I think it’s better if you don’t know what you’re doing. I think writing is better if you forget everything and just start as a beginner, no matter how many things you’ve written or how many books you’ve made. Every time you start, you’re a beginner and you don’t really know quite what you’re doing, but you know that something has grabbed a hold of you, and you just need to follow it to see where it takes you. It can be as simple as a wasp with one wing when there’s nothing else going on, which was what two years of COVID were like.

It seems people are always trying to get to the nut of what makes Abigail Thomas, Abigail Thomas. When they ask about your process, I see you kind of twist up your face.

I don’t know is the answer. I don’t know what I do. I know I want to distill and not decorate. My memory is for moments, freestanding moments, and I want to write that and then get out. I do write for clarity — to figure things out that you didn’t even know you were looking to understand. That’s why, when you write, nothing is wasted, because whatever you write isn’t what you’re going to wind up with—but it leads you to the first sentence of what you’re really going to write. You must go through that process and find things out along the way or discard them. You don’t really know what you’re doing when you start, and then you figure it out along the way.

You make it seem possible for any of us to write.

It probably is. Don’t forget—I’m 81 and more things are possible when you’re 81 than they are when you’re 40.

What’s the difference between 81 and 48 when you started writing?

There are no other distractions. All the stuff that mattered when you’re young, it doesn’t even enter your head. You’re just simply who you are or who you’ve gotten to be. And you can focus on it. You don’t get distracted by whoever you want to go out with or what you look like, or if your clothes fit. You can focus because a lot of it is cleared away. The mess—the stuff that doesn’t matter—doesn’t matter. And you don’t mind doing it badly because you know you have to do some of it badly until you can get to where you really edit.

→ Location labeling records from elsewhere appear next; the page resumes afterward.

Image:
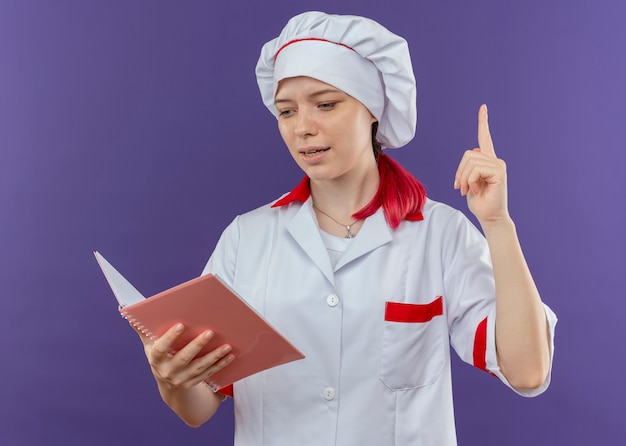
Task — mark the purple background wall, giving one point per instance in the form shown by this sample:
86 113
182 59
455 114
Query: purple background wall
136 128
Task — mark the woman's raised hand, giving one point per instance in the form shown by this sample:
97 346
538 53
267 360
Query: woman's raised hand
481 177
181 369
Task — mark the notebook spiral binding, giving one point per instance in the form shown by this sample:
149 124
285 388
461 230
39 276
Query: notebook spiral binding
150 334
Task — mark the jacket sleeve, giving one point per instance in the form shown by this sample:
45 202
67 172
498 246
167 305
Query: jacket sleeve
471 303
223 260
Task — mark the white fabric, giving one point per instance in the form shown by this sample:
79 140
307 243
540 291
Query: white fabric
364 381
388 91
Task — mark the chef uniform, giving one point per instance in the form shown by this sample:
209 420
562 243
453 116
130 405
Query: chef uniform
375 315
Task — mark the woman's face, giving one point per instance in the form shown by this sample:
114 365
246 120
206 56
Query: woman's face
328 132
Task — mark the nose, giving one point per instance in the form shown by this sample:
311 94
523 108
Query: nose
305 124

So, when you see that one-winged wasp, what is your process? Do you grab a notepad? Is your laptop always open?

I used to write with my hand, but my right hand won’t write legibly anymore so I write little emails to myself, or I scribble on pieces of paper and hope I’ll be able to read it later.

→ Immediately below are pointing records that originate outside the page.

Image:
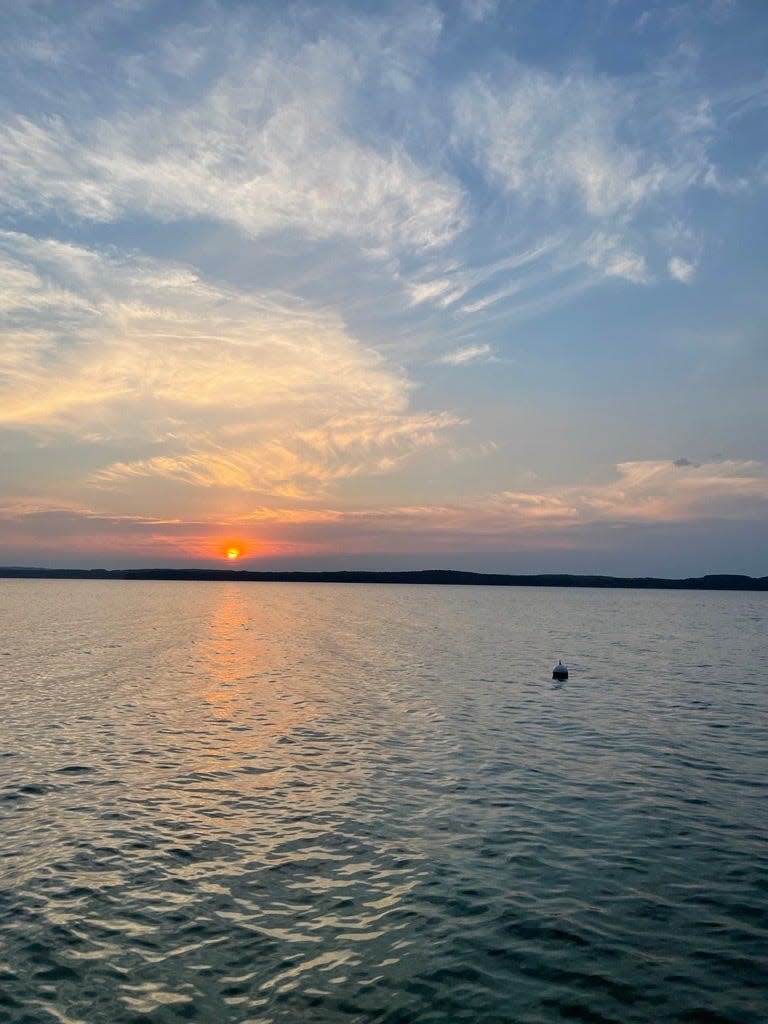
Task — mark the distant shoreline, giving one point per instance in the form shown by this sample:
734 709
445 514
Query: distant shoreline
453 578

Do you gather them up into a Word document?

No, I actually don’t know how to open a Word document. It’s just a big mess.

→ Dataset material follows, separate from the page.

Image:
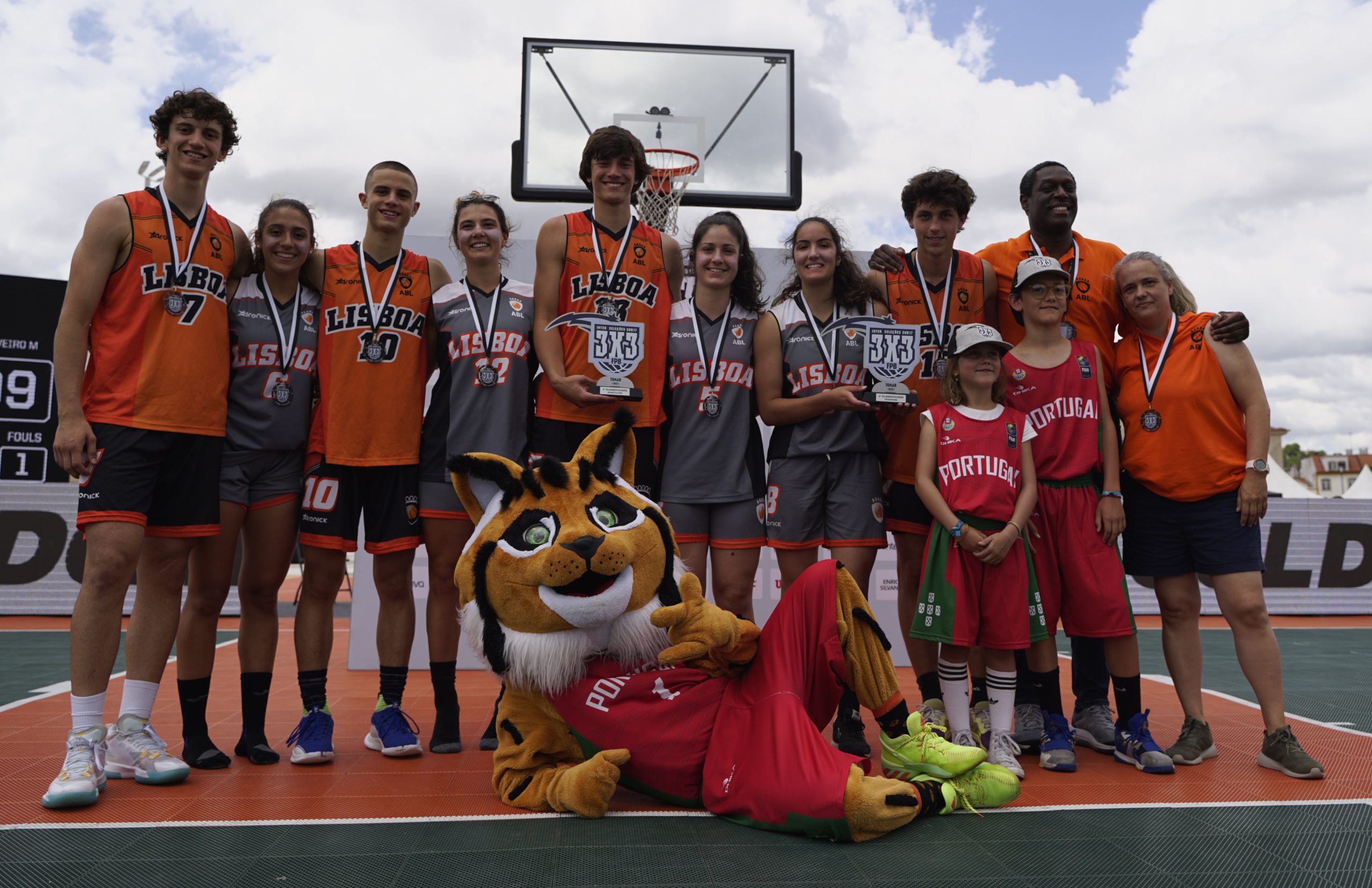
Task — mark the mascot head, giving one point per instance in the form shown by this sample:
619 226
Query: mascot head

How do you know when something you’ve written is finished?

When I read it out loud to myself and my voice doesn’t go dead and, when I’m done, I’m satisfied. It takes some time. You know when something’s missing, when this sentence is hiding something you don’t want to write about, and you have to peek over the other side of the sentence and drag that up. You don’t necessarily need to put it in, but you need to know that it’s there.

What is it like at this stage of life to have a new book out in the world?

It’s lovely. It’s fun. It’s nice at 81 to publish a book. I have one more in me if I live long enough and that’s the writing that I’m doing—about making things. Writing about the clay figures is also writing about not having Chuck (her best friend and agent who died in January 2023) anymore. At least twice a day, I want to call him and ask him or tell him something or hear his voice. It’s hard to believe he’s gone. It’s hard to lose somebody who instinctively gets you.

I do want to write this book. A lot of it needs to be deepened and most everything I’m writing now fits in it. I can’t imagine not writing. I really can’t. It makes you your own best companion.

What do you hope people learn from your experience as a writer?

That you can do it. You can do it. And being a beginner is the best way to write. Forget everything you ever learned. Forget the words, ‘narrative arc’ and ‘theme.’ If I had finished college, I don’t think I would ever have dared to write. Too many rules, too many voices in my head reminding me that I needed a narrative arc. And a denouement. Nonsense. You just have to write and keep writing—and be willing to leave your ego in another room while you write.

Publication is wonderful, it’s lovely, but even more wonderful is what you can figure out about your life, what you can learn about yourself by the just plain hard work of honest writing.